The Governor’s Public Health Commission continues its work in preparation to make recommendations to the General Assembly for the 2023 budget session. During the January meeting, Dr. Lindsay Weaver, Chief Medical Officer for the Indiana Department of Health, made a presentation regarding the state of public health data and data integration. While the state has hired a Chief Data Officer and additional staff for data management within the Department of Health during the pandemic, further improvements to data collection and analysis will be required to provide the needed support for local health departments. Finding and preparing Hoosiers to work in this field to help solve these problems was also a key discussion topic for the Commission. 

5. 2022 Election Update

The deadline to file for offices on the 2022 primary ballot is coming up on Friday, February 4th. In the US Senate race, Hammond Mayor Thomas McDermott (D) has filed to run against incumbent Senator Todd Young (R), who just reported a strong fundraising quarter and has over $6 million cash on hand.
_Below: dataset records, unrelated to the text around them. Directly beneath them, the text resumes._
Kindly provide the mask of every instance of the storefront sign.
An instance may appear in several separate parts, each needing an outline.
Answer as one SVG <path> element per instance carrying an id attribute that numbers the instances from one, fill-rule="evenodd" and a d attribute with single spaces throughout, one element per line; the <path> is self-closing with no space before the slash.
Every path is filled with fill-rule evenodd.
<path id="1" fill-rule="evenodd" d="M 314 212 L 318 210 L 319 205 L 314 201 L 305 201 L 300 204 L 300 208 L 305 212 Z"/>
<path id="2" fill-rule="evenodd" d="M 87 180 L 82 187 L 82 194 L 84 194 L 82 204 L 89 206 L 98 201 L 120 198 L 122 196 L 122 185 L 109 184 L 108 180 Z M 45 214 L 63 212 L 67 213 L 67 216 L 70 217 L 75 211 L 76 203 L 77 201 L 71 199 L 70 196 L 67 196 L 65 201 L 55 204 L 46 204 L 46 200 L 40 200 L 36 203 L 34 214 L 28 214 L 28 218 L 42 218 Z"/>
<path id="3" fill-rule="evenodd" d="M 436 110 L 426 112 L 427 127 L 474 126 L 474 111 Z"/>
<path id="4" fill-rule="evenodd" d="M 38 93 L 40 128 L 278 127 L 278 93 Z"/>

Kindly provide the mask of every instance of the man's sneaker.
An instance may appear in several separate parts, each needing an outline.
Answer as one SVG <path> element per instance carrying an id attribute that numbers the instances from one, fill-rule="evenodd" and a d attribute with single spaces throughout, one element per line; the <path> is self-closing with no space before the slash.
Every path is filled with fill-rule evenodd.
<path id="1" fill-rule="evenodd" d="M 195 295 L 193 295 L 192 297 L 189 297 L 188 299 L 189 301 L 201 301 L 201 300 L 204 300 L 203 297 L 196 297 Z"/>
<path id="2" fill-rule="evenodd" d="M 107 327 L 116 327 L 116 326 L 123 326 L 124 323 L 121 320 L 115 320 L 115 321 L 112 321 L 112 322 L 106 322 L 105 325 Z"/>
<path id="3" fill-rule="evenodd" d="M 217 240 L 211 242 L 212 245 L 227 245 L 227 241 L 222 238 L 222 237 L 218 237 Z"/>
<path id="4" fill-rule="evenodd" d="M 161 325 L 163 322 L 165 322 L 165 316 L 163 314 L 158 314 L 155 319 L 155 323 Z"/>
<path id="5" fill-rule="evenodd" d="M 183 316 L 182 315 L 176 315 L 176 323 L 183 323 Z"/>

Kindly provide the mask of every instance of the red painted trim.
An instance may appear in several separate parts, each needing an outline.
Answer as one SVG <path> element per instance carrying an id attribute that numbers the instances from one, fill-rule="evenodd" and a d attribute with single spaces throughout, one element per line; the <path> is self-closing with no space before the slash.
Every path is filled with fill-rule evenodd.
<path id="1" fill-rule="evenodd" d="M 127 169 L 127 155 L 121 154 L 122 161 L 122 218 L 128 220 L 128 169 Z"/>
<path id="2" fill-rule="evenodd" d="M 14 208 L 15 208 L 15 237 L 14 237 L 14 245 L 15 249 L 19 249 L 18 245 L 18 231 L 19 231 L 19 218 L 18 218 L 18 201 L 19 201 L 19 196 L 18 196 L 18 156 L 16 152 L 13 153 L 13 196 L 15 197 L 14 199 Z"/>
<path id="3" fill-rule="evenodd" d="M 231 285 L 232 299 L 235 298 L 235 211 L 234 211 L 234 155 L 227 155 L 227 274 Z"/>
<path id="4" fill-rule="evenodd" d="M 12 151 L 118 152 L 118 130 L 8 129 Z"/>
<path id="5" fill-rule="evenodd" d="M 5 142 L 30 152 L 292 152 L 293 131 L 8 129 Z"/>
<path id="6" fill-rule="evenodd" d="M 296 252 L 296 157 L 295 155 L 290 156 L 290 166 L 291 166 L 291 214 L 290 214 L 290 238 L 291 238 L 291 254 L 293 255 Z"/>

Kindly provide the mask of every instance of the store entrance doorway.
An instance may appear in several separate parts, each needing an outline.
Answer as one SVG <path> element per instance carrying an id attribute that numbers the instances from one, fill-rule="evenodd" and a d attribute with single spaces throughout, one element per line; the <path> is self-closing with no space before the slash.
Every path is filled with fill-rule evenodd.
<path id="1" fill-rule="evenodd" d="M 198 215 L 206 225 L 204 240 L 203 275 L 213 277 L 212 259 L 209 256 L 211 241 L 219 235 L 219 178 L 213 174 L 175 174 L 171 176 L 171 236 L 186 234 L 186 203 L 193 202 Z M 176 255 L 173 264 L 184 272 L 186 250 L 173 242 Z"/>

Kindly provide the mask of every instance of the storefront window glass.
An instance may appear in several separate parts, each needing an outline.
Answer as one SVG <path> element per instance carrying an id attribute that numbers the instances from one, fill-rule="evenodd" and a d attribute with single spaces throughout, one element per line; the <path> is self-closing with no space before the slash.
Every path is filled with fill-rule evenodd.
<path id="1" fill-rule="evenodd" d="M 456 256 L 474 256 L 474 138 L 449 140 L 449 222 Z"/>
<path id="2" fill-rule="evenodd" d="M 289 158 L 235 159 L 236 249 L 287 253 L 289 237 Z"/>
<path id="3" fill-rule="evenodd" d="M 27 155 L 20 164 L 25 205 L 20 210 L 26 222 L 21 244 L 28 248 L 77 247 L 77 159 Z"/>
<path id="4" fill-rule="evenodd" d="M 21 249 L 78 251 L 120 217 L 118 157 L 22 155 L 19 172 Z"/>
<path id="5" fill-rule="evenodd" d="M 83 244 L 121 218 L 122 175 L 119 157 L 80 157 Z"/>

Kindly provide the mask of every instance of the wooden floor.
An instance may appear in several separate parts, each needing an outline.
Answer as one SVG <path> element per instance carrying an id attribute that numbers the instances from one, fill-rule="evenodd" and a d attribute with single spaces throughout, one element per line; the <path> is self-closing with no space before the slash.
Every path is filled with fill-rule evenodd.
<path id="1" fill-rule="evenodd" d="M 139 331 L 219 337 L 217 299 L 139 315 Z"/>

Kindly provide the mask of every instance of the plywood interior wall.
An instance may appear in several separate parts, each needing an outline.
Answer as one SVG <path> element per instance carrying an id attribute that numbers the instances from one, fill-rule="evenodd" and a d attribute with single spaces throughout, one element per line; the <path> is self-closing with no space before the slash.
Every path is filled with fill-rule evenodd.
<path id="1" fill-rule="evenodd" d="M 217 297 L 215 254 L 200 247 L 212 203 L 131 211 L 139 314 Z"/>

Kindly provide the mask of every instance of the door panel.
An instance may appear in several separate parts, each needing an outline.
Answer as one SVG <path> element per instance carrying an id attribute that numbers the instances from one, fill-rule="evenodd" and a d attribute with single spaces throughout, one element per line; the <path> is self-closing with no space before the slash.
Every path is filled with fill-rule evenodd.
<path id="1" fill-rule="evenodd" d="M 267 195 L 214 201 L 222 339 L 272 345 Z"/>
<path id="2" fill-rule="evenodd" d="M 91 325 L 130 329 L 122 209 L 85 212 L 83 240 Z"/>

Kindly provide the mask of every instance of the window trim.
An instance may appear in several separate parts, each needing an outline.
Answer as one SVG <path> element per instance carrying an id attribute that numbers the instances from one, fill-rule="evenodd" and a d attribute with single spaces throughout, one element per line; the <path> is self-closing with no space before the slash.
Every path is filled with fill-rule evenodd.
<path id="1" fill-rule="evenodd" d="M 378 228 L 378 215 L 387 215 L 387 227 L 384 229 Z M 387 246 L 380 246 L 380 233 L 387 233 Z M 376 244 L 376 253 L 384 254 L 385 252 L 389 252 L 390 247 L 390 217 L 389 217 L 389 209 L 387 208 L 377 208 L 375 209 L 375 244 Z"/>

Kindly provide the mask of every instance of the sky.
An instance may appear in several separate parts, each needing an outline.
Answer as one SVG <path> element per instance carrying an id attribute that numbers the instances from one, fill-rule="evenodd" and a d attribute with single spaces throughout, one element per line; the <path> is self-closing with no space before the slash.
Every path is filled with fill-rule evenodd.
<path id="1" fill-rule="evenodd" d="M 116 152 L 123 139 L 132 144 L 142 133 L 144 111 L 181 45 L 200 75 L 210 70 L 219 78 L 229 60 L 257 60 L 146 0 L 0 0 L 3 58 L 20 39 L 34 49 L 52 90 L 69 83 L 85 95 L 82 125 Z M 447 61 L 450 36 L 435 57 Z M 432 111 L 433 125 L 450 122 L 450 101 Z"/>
All of Indiana’s current Congressional delegation has filed for re-election except for Congressman Trey Hollingsworth (R) in the 9th district, setting up a competitive primary race on the Republican side. Candidates that have announced their intention to run in the 9th district Republican primary include former Congressman Mike Sodrel, State Senator Erin Houchin, who recently announced her retirement from the General Assembly to focus on the race, and Representative J. Michael Davisson, who was recently caucused into the General Assembly in the seat of his late father, Representative Steve Davisson. 


Disclaimer. The contents of this article should not be construed as legal advice or a legal opinion on any specific facts or circumstances. The contents are intended for general informational purposes only, and you are urged to consult with counsel concerning your situation and specific legal questions you may have.